Bidi’s watch alarm sounded. He turned abruptly. “I have to finish working. My job ends in five minutes.”
“Talk to the policeman, Bidi, it’s fine,” said Monsieur Tulles.
“But I haven’t finished my work . . .” said Bidi. His brow creased.
“The policeman needs information. And you are very observant, haven’t I told you so?”
Bidi’s face broke out in smiles. He looked with adoration at Monsieur Tulles. “You are a good man.” Bidi looked at Bellan. “Are you a good man?”
Bellan put his head down. Ashamed. “Not very often.”
“They are bad men. I know that.”
Bellan looked up. “How Bidi?”
“They hurt people.”
“Did you see them fight?”
“There was blood on their shirts. I said OMO worked best on stains.”
Customers came into the shop and Monsieur Tulles left to wait on them.
“One named Dragos has a ponytail and works at the Opéra,” said Bellan. “Know him?”
“I like the singing place. He paid me to bring food.”
“Aaah,” Bellan nodded. “So he wasn’t sick, then?”
Bidi shook his head. He scratched his muscular arm. “No food’s allowed backstage, but he showed me a secret way.”
Bellan’s eyes widened. Would Dragos Iliescu show this simpleminded boy a secret . . .? But Bidi wasn’t so simpleminded, Bellan grudgingly admitted to himself; it was more complicated. He pushed that out of his mind. Bidi seemed loyal, punctual, and a hard worker. That was how someone once referred to him, after his graduation from the police academy. Like a dog who responded to affection.
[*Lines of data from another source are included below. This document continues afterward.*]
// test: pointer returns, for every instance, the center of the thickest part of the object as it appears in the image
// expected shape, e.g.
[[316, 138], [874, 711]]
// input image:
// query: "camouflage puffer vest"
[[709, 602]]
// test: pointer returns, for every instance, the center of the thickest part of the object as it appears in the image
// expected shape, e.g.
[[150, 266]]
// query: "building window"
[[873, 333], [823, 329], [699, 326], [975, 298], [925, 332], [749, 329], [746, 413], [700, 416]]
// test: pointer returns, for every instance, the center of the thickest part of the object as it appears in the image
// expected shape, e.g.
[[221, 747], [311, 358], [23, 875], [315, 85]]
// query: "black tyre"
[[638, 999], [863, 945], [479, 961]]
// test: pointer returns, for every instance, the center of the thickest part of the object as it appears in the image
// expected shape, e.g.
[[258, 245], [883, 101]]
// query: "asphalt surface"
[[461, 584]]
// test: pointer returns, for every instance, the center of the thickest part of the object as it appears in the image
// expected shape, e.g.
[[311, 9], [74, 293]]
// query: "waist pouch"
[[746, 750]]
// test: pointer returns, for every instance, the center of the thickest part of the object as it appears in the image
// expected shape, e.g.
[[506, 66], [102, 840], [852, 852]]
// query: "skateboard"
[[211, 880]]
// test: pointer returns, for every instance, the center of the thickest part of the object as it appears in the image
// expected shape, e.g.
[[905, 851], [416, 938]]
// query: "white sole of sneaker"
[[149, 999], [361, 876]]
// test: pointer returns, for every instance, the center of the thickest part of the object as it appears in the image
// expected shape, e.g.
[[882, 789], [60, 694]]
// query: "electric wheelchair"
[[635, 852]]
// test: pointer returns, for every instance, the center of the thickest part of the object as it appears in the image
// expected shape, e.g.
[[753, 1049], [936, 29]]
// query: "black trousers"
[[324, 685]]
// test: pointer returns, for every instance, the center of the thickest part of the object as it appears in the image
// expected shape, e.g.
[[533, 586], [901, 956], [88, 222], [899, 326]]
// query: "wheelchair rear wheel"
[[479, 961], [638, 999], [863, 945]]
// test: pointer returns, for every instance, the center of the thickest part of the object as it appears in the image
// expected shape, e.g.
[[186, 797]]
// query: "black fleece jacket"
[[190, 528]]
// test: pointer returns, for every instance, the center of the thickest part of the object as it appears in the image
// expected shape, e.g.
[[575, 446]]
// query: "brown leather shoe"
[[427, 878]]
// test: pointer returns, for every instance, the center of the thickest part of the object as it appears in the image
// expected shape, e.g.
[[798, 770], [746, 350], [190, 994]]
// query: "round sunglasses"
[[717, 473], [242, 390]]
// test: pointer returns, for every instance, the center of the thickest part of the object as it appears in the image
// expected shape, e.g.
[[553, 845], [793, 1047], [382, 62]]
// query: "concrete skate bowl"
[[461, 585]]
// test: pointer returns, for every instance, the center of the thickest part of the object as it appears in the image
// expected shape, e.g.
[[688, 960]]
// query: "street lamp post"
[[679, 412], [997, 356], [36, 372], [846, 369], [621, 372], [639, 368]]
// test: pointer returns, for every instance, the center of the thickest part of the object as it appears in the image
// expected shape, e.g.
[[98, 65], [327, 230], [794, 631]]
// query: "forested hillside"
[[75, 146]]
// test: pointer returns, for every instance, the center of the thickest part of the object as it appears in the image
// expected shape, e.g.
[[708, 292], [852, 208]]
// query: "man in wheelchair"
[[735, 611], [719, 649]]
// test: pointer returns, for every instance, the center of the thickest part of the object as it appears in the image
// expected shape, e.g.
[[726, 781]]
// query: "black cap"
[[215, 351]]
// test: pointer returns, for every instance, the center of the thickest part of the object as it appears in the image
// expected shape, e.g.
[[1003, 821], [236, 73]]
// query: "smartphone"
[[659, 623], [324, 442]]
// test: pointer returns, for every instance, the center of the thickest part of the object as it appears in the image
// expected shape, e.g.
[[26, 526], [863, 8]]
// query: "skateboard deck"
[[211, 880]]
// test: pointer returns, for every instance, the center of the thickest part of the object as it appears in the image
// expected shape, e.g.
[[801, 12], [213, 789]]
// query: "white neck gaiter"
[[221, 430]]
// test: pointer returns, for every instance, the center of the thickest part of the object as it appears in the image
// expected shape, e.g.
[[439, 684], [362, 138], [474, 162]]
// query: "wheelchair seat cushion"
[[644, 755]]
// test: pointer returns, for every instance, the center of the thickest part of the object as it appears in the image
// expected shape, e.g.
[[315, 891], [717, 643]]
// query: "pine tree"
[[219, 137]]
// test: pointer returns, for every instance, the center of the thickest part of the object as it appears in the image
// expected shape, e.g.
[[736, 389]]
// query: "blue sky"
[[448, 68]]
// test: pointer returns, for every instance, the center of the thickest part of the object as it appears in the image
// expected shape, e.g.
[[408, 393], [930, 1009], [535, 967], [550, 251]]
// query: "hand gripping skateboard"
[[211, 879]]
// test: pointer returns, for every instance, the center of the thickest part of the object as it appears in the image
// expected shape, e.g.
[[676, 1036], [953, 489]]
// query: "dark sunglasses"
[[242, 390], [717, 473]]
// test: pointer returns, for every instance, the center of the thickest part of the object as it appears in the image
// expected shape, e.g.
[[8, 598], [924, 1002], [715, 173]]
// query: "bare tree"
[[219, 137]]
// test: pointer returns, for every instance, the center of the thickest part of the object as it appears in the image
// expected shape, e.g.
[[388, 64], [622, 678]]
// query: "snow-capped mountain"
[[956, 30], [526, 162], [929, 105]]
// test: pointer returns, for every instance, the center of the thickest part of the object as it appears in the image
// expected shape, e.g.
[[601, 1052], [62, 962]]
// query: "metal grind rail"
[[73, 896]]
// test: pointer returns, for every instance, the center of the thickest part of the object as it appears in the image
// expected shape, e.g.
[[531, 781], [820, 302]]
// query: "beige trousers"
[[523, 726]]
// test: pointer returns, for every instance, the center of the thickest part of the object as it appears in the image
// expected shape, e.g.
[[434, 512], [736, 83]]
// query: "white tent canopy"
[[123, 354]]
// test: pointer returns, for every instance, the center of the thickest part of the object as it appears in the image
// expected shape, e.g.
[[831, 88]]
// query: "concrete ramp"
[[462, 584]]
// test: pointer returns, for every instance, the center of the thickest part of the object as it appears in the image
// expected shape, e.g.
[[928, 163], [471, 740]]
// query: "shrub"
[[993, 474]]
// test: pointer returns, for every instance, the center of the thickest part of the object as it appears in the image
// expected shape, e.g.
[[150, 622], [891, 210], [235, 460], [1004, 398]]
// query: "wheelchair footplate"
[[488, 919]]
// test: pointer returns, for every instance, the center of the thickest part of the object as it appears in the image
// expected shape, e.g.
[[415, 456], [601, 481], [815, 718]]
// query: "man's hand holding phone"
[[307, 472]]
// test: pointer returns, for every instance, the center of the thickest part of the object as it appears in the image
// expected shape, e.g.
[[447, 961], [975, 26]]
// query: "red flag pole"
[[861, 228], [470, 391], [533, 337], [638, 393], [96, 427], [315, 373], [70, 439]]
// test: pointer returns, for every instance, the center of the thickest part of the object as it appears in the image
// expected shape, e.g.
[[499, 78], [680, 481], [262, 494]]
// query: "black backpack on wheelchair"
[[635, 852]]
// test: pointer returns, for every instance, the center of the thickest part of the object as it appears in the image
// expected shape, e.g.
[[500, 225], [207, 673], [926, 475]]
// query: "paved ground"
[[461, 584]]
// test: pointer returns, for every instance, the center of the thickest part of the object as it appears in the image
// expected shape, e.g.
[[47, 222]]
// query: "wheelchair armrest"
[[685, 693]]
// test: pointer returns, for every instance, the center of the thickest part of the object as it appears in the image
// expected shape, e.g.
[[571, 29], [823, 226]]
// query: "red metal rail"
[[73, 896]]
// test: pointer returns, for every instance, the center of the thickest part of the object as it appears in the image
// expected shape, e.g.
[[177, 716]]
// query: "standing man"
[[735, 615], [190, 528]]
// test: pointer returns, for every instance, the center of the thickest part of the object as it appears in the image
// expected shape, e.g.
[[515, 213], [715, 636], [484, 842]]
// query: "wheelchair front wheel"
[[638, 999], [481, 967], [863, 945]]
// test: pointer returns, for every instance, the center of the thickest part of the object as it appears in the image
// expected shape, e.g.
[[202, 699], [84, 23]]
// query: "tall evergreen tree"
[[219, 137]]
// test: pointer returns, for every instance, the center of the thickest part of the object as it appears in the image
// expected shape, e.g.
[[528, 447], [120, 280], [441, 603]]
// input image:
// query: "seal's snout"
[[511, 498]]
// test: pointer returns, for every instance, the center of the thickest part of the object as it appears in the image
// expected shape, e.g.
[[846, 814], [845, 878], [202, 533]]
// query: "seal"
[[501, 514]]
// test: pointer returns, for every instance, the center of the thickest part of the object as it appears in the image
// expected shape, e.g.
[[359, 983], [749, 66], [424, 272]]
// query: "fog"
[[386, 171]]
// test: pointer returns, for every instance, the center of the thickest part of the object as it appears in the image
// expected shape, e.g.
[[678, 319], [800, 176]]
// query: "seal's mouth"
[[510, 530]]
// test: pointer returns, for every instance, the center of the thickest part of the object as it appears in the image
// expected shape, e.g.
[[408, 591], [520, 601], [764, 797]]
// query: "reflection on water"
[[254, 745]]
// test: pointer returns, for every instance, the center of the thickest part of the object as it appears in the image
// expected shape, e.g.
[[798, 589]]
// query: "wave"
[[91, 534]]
“Why did Dragos show you a secret way?”
“To bring his lunch. He didn’t like his bosses. He laughed at the big one and said he would show him.”
Bidi looked at his watch. “It’s time to go. Or I’ll be late. Can’t be late.”
“Will you show me?” asked Bellan, hesitant.
“No time. Later.”
Bidi stacked his last box, hung up his apron, slipped on his backpack, and was gone.
“Does he have an appointment?”
“He’s a bird watcher,” Monsieur Tulles nodded. “Every day at this time he watches the falcons nesting behind the Gare de Lyon clockface.”